When the newly-approved Indigenous Court for Williams Lake gets underway next spring offenders will need to admit their guilt, be ready to make amends and request their case being heard in that court.
“They have to be ready to move on with their healing journey,” said Samantha Dick, the executive director of Punky Lake Camp Wilderness Society (PLCWS), the lead organization that put together the proposal for the new court. “In my opinion, it’s a lot more in depth than the traditional court. I feel like anyone who goes through this process is very brave.”
Dick said she is happy to see the Indigenous Court finally proceeding for the Williams Lake area.
“It’s been a long time coming,” she added.
Once a client decides to go that route they discuss it with a lawyer and from there let the judge know they would like to go through Indigenous Court and then it will be determined if they fit the criteria.
“For now, we have to walk before we run, so we are going to be dealing with smaller offences, things that aren’t huge cases and we’ll progress as the court continues,” Dick said.
In spearheading the proposal for the court, PLCWS had help from Crown Counsel Sabena Thompson and Dave Dickson, manager of community safety to put together a planning committee made up of RCMP, Probation Services, a representative from each First Nation, Esk’et Chief Fred Robbins, Dog Canoe Creek Chief Patrick Harry, and elders Irvine Johnson and Charlotte Gilbert.

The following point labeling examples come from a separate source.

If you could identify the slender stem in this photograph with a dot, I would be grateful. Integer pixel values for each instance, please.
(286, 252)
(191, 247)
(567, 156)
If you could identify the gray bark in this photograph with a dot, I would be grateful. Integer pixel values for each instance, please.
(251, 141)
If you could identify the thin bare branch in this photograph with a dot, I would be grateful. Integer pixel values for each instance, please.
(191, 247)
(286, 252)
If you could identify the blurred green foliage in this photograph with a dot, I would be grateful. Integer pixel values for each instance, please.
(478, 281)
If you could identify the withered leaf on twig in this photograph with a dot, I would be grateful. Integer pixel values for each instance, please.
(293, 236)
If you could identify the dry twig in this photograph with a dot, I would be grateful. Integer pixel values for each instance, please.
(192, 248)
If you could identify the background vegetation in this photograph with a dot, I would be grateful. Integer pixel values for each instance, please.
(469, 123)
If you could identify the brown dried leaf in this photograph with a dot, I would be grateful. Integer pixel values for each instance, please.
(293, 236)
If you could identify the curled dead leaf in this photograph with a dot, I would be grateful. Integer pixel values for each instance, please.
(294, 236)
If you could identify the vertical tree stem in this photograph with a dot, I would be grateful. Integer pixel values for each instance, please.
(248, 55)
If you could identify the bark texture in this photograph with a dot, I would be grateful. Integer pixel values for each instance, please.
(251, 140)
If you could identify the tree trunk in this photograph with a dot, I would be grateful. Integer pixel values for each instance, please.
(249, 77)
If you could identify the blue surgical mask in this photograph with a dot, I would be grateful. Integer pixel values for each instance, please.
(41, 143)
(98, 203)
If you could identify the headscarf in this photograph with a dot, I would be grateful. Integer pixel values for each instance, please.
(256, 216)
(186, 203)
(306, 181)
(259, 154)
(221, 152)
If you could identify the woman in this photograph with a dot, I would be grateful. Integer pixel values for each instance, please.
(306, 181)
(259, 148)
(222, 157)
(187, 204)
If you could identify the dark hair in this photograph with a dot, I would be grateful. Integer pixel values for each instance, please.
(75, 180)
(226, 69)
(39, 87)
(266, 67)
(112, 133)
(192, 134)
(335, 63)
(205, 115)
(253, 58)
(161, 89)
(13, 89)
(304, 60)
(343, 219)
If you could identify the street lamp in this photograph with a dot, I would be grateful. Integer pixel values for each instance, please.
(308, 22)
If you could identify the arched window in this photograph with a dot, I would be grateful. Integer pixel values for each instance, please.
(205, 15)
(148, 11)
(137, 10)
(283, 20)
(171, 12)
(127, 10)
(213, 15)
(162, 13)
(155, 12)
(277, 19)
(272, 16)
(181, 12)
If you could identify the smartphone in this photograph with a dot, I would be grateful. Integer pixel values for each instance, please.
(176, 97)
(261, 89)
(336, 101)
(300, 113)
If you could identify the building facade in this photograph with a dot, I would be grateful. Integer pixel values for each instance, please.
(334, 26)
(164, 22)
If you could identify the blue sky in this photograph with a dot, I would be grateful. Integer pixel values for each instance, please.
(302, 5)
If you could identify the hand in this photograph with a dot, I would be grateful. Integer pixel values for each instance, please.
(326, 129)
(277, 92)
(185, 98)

They met with Provincial Court Chief Judge Melissa Gillespie in June to go over the proposal and then sent it off in September.
“It was a pretty well-rounded group,” Dick said. “We wanted to ensure everything runs smoothly on the justice end of things to make sure we Indigenize the process.”

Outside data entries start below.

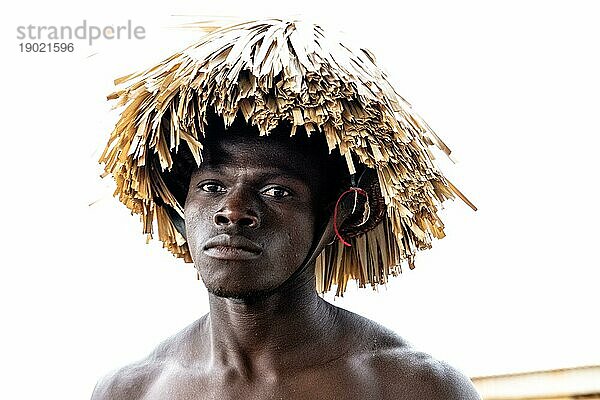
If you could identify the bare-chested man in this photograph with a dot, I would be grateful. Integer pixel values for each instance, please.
(256, 214)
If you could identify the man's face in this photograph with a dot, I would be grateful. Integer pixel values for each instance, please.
(249, 213)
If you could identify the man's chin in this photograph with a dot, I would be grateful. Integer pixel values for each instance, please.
(242, 296)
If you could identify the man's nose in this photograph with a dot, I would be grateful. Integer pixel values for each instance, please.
(238, 209)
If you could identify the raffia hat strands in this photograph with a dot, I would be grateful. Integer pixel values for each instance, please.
(275, 71)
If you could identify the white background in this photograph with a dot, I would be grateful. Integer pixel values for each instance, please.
(512, 87)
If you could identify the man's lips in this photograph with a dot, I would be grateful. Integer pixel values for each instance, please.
(227, 247)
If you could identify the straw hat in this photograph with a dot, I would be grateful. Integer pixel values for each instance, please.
(273, 72)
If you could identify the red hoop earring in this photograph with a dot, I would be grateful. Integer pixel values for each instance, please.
(335, 229)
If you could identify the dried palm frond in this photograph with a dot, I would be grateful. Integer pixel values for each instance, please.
(275, 71)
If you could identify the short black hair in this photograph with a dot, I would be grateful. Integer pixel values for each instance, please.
(334, 176)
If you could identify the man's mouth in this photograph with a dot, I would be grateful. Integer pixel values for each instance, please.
(227, 247)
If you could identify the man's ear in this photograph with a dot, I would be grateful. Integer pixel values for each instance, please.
(344, 215)
(177, 220)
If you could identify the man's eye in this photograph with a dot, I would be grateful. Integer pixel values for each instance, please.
(212, 187)
(277, 192)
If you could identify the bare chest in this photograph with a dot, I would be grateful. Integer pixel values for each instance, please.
(345, 383)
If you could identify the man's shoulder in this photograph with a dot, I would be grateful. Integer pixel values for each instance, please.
(406, 373)
(132, 381)
(129, 382)
(402, 372)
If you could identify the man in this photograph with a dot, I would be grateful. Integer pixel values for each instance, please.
(267, 220)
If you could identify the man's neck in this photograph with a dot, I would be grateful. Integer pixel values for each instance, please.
(273, 335)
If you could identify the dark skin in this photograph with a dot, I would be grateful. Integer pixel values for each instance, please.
(268, 334)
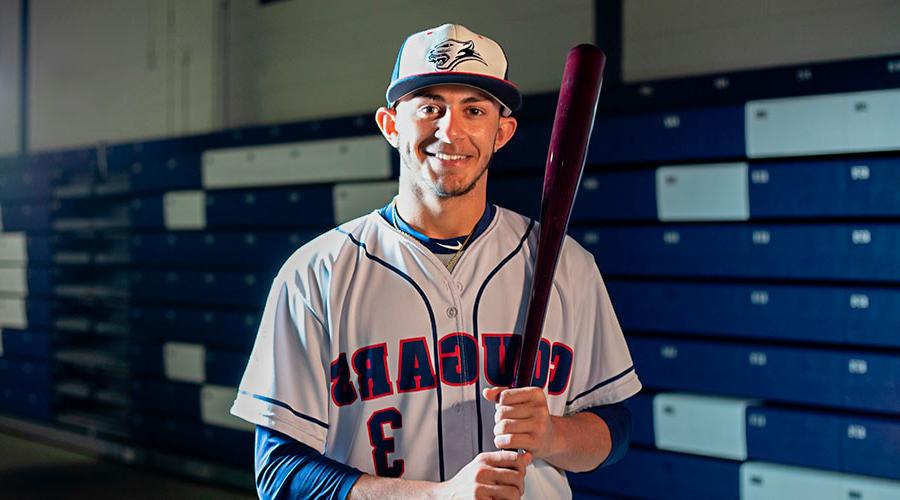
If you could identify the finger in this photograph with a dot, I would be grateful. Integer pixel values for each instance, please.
(516, 412)
(492, 394)
(502, 458)
(498, 492)
(517, 426)
(521, 395)
(504, 477)
(526, 442)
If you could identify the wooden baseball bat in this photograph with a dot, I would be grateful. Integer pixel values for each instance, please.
(569, 140)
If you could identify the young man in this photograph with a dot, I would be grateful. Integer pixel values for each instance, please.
(383, 356)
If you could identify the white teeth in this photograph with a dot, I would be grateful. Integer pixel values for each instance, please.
(442, 156)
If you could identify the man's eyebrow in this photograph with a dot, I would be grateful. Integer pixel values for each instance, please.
(436, 97)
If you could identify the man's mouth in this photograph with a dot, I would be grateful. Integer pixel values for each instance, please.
(447, 156)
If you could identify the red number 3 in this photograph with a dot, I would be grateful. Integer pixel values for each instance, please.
(382, 445)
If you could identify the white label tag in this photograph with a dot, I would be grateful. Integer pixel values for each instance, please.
(185, 209)
(215, 406)
(184, 362)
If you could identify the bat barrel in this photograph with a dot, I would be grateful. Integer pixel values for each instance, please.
(575, 112)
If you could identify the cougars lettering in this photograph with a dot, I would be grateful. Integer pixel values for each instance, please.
(365, 375)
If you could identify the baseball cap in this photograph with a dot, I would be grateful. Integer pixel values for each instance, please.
(452, 53)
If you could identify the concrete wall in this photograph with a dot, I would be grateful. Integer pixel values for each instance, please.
(9, 77)
(686, 37)
(105, 70)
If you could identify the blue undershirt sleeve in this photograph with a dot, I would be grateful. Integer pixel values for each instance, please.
(618, 418)
(288, 469)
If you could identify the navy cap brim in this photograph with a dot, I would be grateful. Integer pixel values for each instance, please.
(503, 91)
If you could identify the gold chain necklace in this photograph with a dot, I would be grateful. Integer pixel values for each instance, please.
(450, 263)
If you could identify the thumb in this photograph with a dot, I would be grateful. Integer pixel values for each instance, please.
(492, 394)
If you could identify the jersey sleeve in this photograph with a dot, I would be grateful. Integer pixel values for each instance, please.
(286, 384)
(603, 371)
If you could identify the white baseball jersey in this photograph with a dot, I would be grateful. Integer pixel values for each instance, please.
(370, 351)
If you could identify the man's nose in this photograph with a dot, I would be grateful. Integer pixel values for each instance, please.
(450, 126)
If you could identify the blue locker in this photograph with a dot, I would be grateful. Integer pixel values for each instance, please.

Indigenizing the court, she explained, will see elders in the court able to do smudging, especially if heavy topics are going to be discussed.
“If a client is very emotional that day the elders may ask if they want to get brushed with cedar brushes or do a smudge. We want to make sure that when the clients graduate from the program and they’ve completed their healing plans that we can do a blanketing ceremony with them.”

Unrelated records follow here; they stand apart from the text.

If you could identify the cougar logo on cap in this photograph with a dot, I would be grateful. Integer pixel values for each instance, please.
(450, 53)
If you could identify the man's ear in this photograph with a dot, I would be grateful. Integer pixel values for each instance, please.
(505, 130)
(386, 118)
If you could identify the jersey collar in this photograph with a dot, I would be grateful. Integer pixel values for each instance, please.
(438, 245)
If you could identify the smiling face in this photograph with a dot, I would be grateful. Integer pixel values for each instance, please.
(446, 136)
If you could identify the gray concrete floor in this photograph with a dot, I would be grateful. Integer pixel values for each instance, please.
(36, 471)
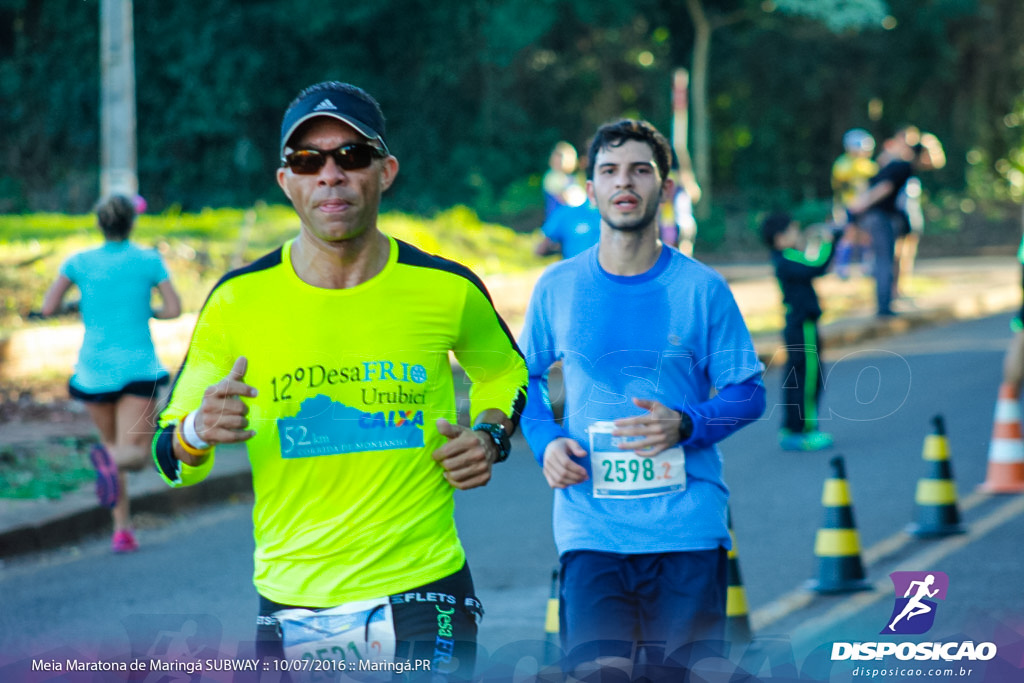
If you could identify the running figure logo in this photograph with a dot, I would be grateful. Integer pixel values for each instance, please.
(914, 612)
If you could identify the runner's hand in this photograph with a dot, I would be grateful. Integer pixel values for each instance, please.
(467, 457)
(221, 417)
(559, 469)
(658, 427)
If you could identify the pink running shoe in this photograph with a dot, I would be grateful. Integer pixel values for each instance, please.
(124, 542)
(107, 476)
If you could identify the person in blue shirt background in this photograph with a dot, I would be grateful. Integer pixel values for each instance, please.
(570, 230)
(118, 374)
(644, 336)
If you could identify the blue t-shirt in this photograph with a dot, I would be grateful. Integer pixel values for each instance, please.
(673, 334)
(576, 228)
(116, 282)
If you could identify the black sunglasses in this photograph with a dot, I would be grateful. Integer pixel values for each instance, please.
(348, 158)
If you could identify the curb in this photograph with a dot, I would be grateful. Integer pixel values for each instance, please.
(68, 526)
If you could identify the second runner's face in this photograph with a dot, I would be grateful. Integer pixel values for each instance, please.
(627, 186)
(333, 204)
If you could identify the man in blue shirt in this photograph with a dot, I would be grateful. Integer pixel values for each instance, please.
(570, 229)
(644, 336)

Including all the First Nations communities has been an important aspect as well, she noted.
“Williams Lake is a very unique place. We have 13 First Nations communities, four different nations when you include the Métis. We wanted to make sure every culture is represented in the court.”
The grand opening of the Native Court will take place some time in April and the first sittings should begin in May.
A judge has yet to be appointed and at this point it looks like sessions will be held in a regular court room that will have room for the elders to sit at a table with the judge.
“The elders and the judge will discuss healing plans with clients and it will go around the table so everyone will have input. When the client comes back if there is somethings they haven’t completed, they will be questioned by the elders. In other Indigenous courts the elders make sure the clients are accountable and taking healing plans seriously.”
The elders will bring art work into the court room as well as blankets to put over the bar.
Dick said PLWCS will provide the Indigenous Elders Court Navigator who will work with the elders panel and go over all the files of the clients with the judge.
“Our role is to ensure everything runs smoothly so if we do hit some road bumps we can say, ‘this isn’t working, we need to switch something,’ if it is on the healing end of things or resources. We can take it back to the planning committee and discuss it again.”
Ten elders were picked last week to sit on the panel for the new court who have been doing training and have observed proceedings in either Kamloops, Prince George or Merritt at existing Indigenous courts.
Another group of elders will be selected in January 2020.
“We will continue to have training for elders and ensure we have a well-rounded group on the panel. They not only learn about the court processes to understand everything that has to do with that aspect of things, but we also wanted to ensure they are educated about the problems that are happening here in Williams Lake, with drugs, alcohol and addictions and where they can find resources for themselves if they get triggered.”
A member of Tl’etinqox First Nation, Dick has worked with PLCWS for nine and a half years. She became the interim executive director a year ago and executive director in July of this year.
“I feel like this is a great step forward. I tell people who are unsure about the process, they should come into a sitting and see how it actually works.”